Nicholas Zweig makes friends with Samosa at Nevins Farm in Methuen.

By Laura Elyse King Globe Correspondent 

Samosa — a young cat rescued by a Lawrence woman two weeks ago after being struck by a car — has found a new home. And she even has her own room.

Nicholas Zweig, 38, picked Samosa up from the Massachusetts Society for the Prevention of Cruelty to Animals shelter at Nevins Farm in Methuen on Saturday. He brought her back to his Haverhill home, where he outfitted his guest room as a “cat rehab center” to aid Samosa in her recovery.


“I didn’t think I would ever be that person,” Zweig said with a laugh. But when he heard about her situation, he couldn’t resist. “I felt so bad, imagining her recovering from all those surgeries in a cage,” he said.

Samosa, estimated to be around 3 or 4 years old, sustained a complicated fracture in her elbow as well as a fractured pelvis. Her MSPCA-Angell veterinarians think the injury was sustained almost a week before Rumairie Cabrera found Samosa — injured, hungry, and cold — hiding under her porch steps in Lawrence. Cabrera cared for Samosa overnight, and then brought her to Nevins Farm.

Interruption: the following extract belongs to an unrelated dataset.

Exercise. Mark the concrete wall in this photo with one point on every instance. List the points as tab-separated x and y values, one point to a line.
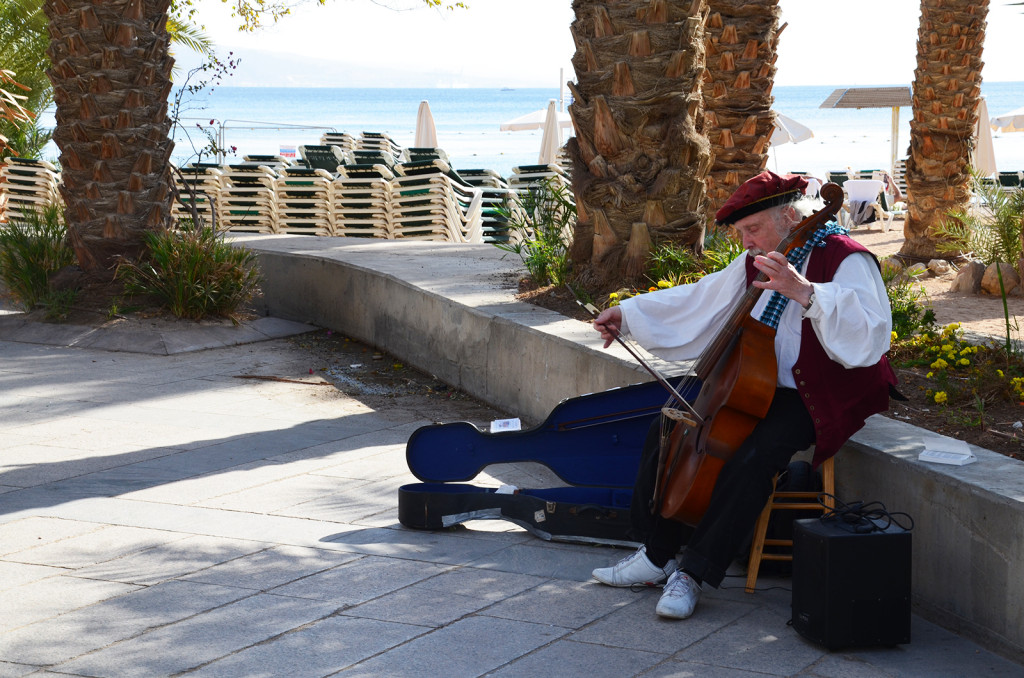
444	310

Per doctor’s orders, Samosa is now recovering in Zweig’s rehab room, with no furniture that could cause further injury. Zweig, who works as a recruiting manager at a dialysis company, isn’t squirmish coaxing Samosa through her recovery. Just over a year ago, he nursed his previous cat, Isabella, through her final months as she experienced kidney failure.

After the new year, Samosa will be allowed to explore the rest of her new home. But for now, Zweig has been spending his free time in her room.

“If I’m in that room, she’s either touching me or on top of me,” Zweig said. He moved a mattress and a TV in the room so he could spend more time with her. “She lays on my legs, but makes sure her head dangles off to actually watch the TV.”


Zweig will bring Samosa to the MSPCA on Tuesday to get her stitches out, and hopefully remove the pesky cone that keeps her from licking her wounds as they heal. While they’re in Methuen, he’ll sign some paperwork, and make the adoption official. He said he hopes Samosa’s story encourages others to consider adopting older, less traditionally “desirable” pets.

“I’ve never in my life adopted a kitten, and I’ve had the most amazing little friends,” Zweig said. “Really, just the sweetest animals you can dream of.”